Foods that are good for balancing pitta are those that are opposite cold, bitter and moderately fatty. You should avoid hot, sour, alcohol, which increase Pitta dosha and eat green salads, mint, spinach, etc. Cooling ingredients.
- Here are some examples: Vegetables: cucumbers, cauliflower, green beans, carrots, green squash, spinach, parsley, dill, Brussels sprouts, green onions.
- Fruits: fruits like grapes, watermelon, peaches, apricots, pears, pomegranate, papaya, mango.
- Cereals: whole grain rice, quinoa.
- Dairy products: cow's cheese, yogurt, milk, cow's butter.
- Oils and olive oil: coconut oil, olive oil.
- Legumes: green lentils, mung beans (small green beans), red onion.
- Nuts: cashews, sunflower seeds.
- Spices: turmeric, cardamom, cumin, cinnamon.
These foods help pitta balance and reduce the possible feelings of anger, irritability, and excessive heat that are characteristic of excessive pitta.
- Foods that are good for balancing kapha are those that are light, dry, cool, and have a bitter or astringent taste. Kapha should avoid sweets.
- Here are some examples:
- Vegetables: spinach, Brussels sprouts, cauliflower, green squash, peas, artichokes.
- Fruits: apples, grapefruit, pears, pomegranate, apricots.
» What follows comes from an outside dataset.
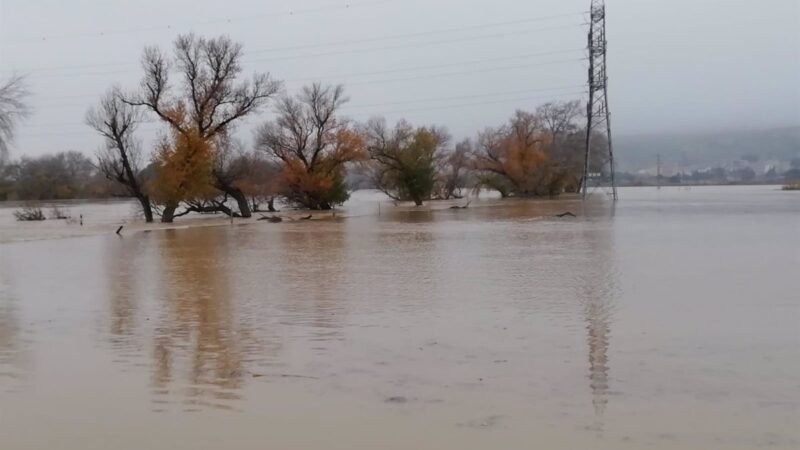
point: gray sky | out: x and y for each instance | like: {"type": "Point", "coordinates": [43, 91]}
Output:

- Cereals: whole grain rice, quinoa.
- Oils and Fats: Ghee (also known as clarified butter), olive oil, linseed oil.
- Legumes: red lentils, mung dal, green onions.
- Spicy spices: turmeric, cumin, coriander, garlic, ginger.
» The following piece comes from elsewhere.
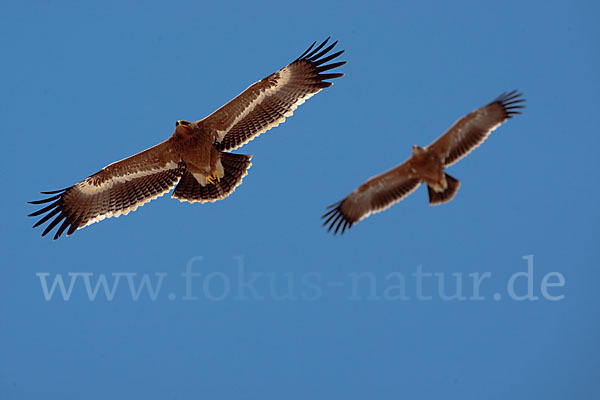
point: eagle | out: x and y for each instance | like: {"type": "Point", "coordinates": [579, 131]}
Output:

- Tea: bitter orange tea, ginger, green tea.
These foods help to balance kapha and reduce the possible heaviness, fatigue and excessive sleepiness that are characteristic of excessively increased kapha.
It is important to consult an Ayurvedic practitioner before starting to change your diet to ensure that the advice is personalized and safe for your health.
This is a tiny part of the ocean that is Ayurveda. We hope you found it interesting.
To describe the properties of the different doshas, we have used the materials of the incredible Dr. Antoineta Zarkova (a leading doctor of AYURVEDA in Bulgaria).